Arizona experts weigh in on rent control alternatives
Mar 10, 2022, 4:45 AM | Updated: 8:44 am
(Photo by Steve Osman/Los Angeles Times via Getty Images)
PHOENIX — You’ve probably heard of rent control, which puts a ceiling on how much the price can be increased. It’s an idea that may be on the minds of some Arizonans with the cost of rent rising so sharply over the past few years.
Rent control isn’t found here in Arizona, though, and there’s a legal reason for it.
“The state preempts local rent control and stabilization measures,” Allison Cook-Davis with ASU’s Morrison Institute said.
Even if local municipalities wanted to implement rent control policies to provide security to renters, they’re prohibited from doing so. That old decision by the state legislature came down to the rights of property owners.
“They don’t want to see that kind of control over private enterprises,” ASU real estate Professor Mark Stapp said. “I know there are people who believe that’s a bad policy because of the rapid increase in rents that we’ve seen.”
There are other ways to help out struggling renters that don’t put the burden on landlords.
“The expansion of the federal low-income housing tax credit is important,” Stapp said. “There’s also home funds and CDBG funds and other things.”
ASU’s Morrison Institute also took a look at some alternatives to rent control that could work within Arizona’s laws.
“Alternatives might look like rent subsidies or tax credits for renters,” Cook-Davis suggests. “Or incentives for landlords like a reduction in property taxes to maintain the affordability of their units.”
All of these alternatives would avoid one negative side effect of rent control.
“In some cases, [rent control] has been shown to decrease the rental housing supply,” Cook-Davis said.
Supply can be decreased because owners decide to sell the units instead of renting them at a lower rate.
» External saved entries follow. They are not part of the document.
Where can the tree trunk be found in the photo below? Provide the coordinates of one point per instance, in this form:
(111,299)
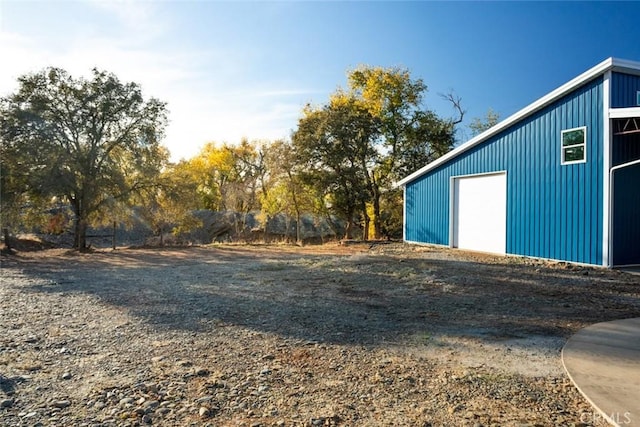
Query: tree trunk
(80,238)
(367,221)
(113,237)
(7,240)
(377,224)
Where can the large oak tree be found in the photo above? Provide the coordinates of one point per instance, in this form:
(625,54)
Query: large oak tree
(91,142)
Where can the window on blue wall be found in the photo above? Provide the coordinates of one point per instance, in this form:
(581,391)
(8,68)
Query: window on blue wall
(574,145)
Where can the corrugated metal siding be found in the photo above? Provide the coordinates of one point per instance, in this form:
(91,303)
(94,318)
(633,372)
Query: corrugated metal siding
(553,211)
(624,89)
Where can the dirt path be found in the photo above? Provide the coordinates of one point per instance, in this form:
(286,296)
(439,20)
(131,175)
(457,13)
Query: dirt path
(275,335)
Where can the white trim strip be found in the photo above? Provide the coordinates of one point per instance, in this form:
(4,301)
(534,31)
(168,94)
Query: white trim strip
(606,65)
(606,165)
(624,113)
(612,192)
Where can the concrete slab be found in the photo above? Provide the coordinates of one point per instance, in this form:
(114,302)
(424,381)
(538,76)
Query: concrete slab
(603,361)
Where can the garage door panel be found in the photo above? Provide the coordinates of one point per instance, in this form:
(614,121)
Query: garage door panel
(480,213)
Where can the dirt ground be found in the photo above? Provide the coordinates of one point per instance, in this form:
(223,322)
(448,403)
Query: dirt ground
(367,335)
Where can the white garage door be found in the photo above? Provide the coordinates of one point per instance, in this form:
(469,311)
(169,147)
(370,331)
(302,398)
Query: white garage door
(480,213)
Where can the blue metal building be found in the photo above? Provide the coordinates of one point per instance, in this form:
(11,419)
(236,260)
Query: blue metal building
(560,179)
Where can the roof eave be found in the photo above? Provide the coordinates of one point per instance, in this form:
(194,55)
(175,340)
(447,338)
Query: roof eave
(601,68)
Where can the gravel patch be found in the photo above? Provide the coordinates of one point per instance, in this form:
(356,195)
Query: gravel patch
(254,336)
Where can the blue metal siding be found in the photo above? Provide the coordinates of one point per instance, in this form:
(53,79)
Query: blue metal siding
(624,89)
(553,211)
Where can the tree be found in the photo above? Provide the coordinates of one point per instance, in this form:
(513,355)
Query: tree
(410,134)
(92,142)
(334,148)
(479,125)
(169,205)
(287,193)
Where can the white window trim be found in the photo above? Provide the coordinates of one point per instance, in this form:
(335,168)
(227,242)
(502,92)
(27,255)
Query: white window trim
(562,147)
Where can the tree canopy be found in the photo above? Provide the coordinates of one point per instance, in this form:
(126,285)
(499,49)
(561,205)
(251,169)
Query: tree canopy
(92,145)
(91,142)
The Morrison Institute’s report found rent control policies in San Francisco led to a decrease in rental supply, which led to all rents rising because of increased demand.
Stapp said regardless of how it’s done, addressing housing costs and making sure people can afford to live in Arizona is necessary for the state to grow and thrive.
“We have to focus on creating a highly desirable, resilient, sustainable place,” he said.